The results seem to suggest that every leaf page of the non-clustered index is touched for the cases where the target column was mentioned in the index in any way, but no such operations occur for the case where the target column is not mentioned in any non-clustered index:

Operations logged

In fact, in the first two cases, new pages are allocated (you can validate that with DBCC IND, as Spörri did in his answer), so the operation can occur online, but that doesn't mean it's fast (since it still has to write out a copy of all that data, and make the NULL bitmap change as part of writing out each new page, and log all of that activity).

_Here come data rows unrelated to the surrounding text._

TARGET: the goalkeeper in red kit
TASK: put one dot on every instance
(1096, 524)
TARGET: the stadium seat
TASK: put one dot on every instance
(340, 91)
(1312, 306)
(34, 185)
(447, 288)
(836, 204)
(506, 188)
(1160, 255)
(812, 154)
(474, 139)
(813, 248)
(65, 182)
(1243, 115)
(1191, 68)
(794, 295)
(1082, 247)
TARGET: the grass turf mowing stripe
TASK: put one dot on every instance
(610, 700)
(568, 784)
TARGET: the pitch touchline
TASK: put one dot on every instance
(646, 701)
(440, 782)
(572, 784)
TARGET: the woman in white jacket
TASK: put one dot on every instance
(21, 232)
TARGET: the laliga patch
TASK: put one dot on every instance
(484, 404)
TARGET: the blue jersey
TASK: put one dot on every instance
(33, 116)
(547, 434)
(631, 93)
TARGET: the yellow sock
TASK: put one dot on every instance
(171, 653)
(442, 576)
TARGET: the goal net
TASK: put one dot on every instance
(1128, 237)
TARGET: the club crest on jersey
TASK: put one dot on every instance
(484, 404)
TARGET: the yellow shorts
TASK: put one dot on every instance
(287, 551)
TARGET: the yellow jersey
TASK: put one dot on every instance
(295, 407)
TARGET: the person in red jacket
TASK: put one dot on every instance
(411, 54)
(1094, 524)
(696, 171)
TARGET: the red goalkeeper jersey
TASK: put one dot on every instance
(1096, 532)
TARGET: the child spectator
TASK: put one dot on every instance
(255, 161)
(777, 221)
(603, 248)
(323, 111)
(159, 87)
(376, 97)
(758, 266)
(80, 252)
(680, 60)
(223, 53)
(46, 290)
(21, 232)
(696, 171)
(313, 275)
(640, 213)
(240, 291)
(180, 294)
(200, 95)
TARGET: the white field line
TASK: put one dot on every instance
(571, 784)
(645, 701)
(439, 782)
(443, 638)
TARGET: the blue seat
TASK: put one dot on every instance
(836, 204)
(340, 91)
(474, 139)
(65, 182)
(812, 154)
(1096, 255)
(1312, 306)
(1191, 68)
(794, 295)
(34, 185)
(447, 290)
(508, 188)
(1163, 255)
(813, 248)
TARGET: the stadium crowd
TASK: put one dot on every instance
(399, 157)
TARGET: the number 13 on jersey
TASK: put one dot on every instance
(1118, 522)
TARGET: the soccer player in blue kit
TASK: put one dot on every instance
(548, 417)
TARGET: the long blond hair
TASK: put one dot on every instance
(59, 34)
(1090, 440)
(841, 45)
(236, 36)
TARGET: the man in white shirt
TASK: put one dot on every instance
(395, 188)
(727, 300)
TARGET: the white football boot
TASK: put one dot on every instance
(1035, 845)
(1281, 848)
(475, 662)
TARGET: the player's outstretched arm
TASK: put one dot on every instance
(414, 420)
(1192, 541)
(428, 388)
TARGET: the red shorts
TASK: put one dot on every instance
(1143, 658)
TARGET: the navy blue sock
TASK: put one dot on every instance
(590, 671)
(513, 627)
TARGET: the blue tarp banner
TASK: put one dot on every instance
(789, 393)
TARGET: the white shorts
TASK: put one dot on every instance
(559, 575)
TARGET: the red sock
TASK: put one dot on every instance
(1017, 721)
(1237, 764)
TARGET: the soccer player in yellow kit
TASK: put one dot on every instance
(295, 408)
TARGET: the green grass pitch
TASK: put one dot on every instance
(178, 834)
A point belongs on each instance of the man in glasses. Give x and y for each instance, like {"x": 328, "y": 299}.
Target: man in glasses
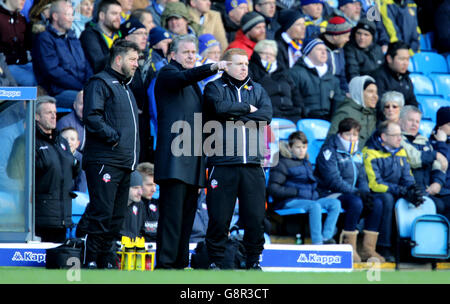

I think most people would suspect that changing a column from NOT NULL to NULL would be metadata-only in all scenarios, but I have shown here that this is not true if the column is referenced by a non-clustered index (and similar things happen whether it is a key or INCLUDE column). Perhaps this operation can also be forced to be ONLINE in Azure SQL Database today, or it will be possible in the next major version? This won't necessarily make the actual physical operations happen any faster, but it will prevent blocking as a result.

I didn't test that scenario (and analysis of whether it is really online is tougher in Azure anyway), nor did I test it on a heap. Something I can revisit in a future post. In the meantime, be careful about any assumptions you might make about metadata-only operations.